In deze zaak heeft de Hoge Raad op 17 mei 2019 uitspraak gedaan in een cassatieprocedure tegen de uitspraak van het Gerechtshof Den Haag. De Staatssecretaris van Financiën had beroep in cassatie ingesteld tegen de uitspraak van het Hof van 1 december 2017, waarin het Hof oordeelde dat de kansspelbelasting niet terecht was nageheven over de winsten behaald door belanghebbende bij buitenlandse aanbieders van pokerspelen. Belanghebbende, een ingezetene van Nederland, had in juli 2015 gepokerd via websites van buitenlandse aanbieders zoals Pokerstars.eu en Fulltilt.eu. De Inspecteur had 29 procent kansspelbelasting nageheven over het positieve resultaat van de pokerspelen.
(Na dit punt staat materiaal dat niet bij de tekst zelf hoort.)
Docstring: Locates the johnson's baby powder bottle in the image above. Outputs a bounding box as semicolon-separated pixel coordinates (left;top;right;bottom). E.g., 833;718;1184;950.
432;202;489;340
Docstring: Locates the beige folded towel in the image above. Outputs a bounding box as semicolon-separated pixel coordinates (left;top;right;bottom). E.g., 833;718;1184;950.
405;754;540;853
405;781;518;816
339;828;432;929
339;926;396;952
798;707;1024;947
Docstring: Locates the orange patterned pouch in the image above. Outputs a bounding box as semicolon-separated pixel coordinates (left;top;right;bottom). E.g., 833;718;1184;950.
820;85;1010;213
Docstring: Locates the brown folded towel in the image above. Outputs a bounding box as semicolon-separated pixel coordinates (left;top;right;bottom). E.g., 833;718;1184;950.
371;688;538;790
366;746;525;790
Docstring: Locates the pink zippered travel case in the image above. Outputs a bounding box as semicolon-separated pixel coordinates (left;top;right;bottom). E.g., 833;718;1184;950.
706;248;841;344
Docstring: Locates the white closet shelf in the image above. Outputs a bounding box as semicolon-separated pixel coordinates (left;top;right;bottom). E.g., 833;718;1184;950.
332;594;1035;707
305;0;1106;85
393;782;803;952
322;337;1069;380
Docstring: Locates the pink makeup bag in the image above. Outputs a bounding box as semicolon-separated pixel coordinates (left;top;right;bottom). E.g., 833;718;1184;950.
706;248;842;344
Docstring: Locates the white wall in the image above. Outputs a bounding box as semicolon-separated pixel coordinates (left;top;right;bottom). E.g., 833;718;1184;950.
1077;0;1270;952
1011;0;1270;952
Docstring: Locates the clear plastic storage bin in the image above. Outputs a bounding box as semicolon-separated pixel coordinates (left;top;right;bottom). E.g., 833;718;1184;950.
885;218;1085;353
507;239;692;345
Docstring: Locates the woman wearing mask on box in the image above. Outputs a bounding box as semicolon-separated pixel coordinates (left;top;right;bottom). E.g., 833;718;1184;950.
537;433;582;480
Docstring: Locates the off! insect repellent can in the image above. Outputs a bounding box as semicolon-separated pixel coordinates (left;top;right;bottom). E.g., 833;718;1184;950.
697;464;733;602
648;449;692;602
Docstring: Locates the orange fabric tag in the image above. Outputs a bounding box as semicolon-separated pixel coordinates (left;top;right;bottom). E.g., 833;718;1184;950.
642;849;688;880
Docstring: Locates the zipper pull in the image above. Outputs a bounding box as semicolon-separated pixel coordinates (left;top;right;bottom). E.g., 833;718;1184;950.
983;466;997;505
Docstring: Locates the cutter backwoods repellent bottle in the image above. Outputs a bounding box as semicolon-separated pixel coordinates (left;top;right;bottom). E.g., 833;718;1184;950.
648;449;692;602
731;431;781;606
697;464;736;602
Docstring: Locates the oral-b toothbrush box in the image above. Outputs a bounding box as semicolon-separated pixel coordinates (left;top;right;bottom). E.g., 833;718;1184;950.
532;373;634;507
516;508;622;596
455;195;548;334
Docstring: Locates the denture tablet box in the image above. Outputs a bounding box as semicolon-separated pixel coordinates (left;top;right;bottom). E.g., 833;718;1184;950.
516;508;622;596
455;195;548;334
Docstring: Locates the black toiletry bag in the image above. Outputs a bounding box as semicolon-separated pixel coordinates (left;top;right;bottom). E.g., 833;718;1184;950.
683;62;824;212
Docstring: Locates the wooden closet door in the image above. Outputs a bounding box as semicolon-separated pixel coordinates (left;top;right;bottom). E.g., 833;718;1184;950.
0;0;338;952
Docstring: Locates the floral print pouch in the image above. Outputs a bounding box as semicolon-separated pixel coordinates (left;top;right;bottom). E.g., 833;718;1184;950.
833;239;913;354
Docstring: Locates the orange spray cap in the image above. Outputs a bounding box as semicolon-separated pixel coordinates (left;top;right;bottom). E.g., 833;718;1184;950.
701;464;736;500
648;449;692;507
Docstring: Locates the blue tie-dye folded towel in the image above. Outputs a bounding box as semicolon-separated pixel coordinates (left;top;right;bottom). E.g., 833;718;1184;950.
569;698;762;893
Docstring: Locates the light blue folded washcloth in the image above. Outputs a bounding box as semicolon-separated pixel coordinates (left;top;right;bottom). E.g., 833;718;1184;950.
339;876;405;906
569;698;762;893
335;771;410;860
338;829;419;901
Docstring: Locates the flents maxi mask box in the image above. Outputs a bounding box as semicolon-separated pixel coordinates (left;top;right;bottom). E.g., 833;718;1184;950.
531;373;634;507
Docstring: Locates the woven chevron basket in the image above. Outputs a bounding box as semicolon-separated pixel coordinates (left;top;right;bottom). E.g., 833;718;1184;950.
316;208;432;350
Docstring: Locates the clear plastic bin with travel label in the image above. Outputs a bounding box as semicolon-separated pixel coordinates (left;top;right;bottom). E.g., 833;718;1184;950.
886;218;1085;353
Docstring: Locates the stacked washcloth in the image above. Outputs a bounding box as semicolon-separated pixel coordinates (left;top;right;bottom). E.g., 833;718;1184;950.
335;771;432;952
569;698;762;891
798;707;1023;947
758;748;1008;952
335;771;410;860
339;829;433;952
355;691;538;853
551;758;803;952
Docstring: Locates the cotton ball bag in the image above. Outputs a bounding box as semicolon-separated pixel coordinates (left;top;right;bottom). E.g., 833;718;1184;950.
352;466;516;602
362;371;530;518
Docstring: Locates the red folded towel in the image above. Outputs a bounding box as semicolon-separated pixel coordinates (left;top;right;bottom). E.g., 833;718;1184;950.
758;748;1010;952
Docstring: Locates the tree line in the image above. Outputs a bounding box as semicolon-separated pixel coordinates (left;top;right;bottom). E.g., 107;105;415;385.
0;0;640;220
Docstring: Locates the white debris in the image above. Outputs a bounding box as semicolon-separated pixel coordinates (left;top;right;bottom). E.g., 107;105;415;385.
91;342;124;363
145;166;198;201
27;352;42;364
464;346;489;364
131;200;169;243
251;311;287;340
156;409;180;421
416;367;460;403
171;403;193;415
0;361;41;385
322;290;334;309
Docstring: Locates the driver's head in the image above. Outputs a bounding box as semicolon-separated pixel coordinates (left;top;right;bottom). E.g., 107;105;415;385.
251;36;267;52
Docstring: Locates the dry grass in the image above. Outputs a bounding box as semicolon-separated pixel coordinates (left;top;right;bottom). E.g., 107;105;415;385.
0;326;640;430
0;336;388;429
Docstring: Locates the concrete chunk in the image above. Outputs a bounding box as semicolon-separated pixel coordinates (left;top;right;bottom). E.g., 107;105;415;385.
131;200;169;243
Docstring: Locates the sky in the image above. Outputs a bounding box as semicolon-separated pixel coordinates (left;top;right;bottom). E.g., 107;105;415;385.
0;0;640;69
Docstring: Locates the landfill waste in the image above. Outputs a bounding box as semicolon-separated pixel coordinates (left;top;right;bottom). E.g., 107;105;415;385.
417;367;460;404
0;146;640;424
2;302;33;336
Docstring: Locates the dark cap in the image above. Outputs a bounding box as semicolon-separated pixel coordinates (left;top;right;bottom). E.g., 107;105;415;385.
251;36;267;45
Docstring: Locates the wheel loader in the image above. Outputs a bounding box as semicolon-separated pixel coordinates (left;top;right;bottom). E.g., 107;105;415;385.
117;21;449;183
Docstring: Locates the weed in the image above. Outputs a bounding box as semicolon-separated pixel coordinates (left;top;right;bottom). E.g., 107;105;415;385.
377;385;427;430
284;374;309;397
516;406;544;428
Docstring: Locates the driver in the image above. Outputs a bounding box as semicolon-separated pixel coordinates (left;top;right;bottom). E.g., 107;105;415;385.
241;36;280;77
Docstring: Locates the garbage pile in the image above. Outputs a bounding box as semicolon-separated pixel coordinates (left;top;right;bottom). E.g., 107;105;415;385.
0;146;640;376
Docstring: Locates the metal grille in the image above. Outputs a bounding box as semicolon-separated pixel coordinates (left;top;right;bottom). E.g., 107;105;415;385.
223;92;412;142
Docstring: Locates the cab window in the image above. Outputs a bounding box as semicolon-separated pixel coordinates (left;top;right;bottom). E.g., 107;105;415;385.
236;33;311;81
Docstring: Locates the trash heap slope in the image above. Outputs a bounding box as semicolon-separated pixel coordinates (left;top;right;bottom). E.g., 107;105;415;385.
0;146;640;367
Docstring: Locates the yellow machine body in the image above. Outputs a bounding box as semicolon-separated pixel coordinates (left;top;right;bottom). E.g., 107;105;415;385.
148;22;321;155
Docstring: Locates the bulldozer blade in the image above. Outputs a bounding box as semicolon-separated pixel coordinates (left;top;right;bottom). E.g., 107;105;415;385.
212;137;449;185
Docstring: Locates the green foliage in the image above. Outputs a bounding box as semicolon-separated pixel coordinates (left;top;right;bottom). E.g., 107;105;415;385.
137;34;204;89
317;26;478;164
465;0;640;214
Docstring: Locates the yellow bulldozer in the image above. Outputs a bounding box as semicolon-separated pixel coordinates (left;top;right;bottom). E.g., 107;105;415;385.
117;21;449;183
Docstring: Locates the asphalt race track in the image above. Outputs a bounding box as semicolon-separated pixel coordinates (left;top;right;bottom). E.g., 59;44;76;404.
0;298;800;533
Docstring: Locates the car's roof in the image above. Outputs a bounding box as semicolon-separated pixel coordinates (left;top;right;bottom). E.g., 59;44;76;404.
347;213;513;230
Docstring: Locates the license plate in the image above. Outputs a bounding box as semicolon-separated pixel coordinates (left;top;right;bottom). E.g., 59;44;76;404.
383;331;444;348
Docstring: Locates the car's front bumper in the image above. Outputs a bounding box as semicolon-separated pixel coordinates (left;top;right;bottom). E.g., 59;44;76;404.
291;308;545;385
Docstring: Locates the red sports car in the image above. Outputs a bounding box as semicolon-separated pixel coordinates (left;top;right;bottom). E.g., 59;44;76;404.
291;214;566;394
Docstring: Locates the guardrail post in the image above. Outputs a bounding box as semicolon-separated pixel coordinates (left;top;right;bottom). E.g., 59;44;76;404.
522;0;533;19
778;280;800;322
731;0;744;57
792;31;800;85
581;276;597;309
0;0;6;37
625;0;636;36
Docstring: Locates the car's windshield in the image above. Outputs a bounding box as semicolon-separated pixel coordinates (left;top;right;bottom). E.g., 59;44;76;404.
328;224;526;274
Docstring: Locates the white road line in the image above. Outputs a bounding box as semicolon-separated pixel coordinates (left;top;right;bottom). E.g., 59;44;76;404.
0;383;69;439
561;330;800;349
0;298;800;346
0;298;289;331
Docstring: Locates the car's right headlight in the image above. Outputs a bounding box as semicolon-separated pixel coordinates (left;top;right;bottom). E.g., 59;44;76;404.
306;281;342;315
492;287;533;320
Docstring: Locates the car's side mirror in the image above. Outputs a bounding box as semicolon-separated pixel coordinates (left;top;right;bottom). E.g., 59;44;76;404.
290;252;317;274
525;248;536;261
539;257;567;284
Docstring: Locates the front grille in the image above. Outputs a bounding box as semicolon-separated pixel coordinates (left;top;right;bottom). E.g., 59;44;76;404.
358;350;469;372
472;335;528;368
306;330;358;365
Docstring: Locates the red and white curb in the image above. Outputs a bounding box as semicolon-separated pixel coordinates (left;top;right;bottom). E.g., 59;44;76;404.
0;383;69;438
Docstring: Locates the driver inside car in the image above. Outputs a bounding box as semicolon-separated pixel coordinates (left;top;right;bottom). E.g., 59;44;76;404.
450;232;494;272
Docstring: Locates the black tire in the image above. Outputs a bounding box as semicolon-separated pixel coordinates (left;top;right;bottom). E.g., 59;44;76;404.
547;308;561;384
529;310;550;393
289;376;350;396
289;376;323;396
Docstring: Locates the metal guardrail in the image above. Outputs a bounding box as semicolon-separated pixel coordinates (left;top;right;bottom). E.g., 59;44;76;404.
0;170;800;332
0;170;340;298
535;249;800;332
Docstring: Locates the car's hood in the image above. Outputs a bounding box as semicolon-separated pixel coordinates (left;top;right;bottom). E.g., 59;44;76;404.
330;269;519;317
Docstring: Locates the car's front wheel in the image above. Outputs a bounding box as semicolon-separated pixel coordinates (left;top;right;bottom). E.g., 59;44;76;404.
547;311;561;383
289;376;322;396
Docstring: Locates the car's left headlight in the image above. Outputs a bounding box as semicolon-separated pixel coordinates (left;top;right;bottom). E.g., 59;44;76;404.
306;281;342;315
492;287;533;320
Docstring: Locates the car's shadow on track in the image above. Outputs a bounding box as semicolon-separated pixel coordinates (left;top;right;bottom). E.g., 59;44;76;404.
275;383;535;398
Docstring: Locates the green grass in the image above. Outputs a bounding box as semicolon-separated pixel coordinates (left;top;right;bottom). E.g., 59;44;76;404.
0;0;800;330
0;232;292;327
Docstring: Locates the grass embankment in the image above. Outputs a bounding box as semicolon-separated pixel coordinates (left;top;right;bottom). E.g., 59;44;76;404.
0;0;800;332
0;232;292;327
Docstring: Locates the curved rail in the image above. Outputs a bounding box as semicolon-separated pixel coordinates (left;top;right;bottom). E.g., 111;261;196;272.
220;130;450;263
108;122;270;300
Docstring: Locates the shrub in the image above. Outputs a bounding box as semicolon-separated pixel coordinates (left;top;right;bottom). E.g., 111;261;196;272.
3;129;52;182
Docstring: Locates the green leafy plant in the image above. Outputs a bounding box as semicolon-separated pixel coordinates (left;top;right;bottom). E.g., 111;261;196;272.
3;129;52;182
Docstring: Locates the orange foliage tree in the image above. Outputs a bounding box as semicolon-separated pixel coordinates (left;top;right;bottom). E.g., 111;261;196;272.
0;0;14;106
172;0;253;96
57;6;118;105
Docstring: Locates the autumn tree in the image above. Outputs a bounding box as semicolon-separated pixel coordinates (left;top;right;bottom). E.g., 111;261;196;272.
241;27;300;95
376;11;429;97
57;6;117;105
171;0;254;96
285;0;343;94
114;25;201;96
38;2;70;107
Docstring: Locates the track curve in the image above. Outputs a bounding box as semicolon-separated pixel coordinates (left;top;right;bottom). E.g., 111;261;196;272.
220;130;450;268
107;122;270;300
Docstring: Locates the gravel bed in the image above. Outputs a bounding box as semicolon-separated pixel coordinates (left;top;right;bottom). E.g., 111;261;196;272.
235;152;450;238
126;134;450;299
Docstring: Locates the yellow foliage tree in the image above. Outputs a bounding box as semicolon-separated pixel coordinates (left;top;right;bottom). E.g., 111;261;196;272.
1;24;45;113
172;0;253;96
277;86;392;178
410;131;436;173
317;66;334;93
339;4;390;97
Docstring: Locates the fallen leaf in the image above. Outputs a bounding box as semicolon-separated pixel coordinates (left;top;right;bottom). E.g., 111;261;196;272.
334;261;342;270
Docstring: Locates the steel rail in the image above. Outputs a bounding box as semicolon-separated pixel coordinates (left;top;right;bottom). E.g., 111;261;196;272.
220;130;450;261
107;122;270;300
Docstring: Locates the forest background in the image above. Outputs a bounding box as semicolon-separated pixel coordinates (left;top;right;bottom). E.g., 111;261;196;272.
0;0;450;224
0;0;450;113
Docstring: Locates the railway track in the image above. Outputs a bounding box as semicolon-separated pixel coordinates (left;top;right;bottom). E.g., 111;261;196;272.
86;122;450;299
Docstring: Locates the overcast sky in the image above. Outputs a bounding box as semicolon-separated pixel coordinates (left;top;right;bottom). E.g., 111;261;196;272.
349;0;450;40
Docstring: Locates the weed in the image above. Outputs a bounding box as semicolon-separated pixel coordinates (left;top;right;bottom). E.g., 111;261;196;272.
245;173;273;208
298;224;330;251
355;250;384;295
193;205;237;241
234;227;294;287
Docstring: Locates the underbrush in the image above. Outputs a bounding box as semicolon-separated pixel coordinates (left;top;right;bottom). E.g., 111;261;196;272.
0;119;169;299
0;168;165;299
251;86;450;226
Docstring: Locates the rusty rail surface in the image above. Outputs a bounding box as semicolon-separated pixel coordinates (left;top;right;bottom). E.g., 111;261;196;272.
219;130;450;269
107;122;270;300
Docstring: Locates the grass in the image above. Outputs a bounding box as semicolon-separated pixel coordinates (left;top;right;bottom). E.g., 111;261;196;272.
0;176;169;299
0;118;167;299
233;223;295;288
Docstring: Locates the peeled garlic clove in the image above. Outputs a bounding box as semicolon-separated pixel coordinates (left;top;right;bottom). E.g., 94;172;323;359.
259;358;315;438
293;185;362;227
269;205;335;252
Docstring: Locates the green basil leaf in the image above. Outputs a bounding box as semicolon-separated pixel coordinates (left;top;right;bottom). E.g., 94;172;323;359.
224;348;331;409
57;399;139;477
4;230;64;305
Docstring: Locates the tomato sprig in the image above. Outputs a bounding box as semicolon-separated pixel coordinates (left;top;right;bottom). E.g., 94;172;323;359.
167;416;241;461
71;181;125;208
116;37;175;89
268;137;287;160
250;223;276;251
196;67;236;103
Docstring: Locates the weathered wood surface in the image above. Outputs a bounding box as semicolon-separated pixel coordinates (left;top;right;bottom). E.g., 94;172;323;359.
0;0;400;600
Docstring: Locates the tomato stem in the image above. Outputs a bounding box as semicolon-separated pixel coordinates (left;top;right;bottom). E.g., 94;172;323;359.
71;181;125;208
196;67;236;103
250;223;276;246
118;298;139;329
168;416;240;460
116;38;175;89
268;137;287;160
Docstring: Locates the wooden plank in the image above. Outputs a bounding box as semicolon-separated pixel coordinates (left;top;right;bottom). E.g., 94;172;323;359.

Het Hof had geoordeeld dat de heffing van kansspelbelasting over de winsten behaald bij deze aanbieders achterwege moest blijven, omdat deze aanbieders gevestigd zijn in een lidstaat van de Europese Unie. De Hoge Raad heeft het oordeel van het Hof in cassatie getoetst en heeft geoordeeld dat het middel van de Staatssecretaris slaagt op de grond die is vermeld in een eerder arrest (ECLI:NL:HR:2019:548). Hierdoor kon de bestreden uitspraak van het Hof niet in stand blijven.
De Hoge Raad heeft het beroep in cassatie gegrond verklaard, de uitspraak van het Hof vernietigd en het geding verwezen naar het Gerechtshof Amsterdam voor verdere behandeling en beslissing. De Hoge Raad heeft geen aanleiding gezien voor een veroordeling in de proceskosten.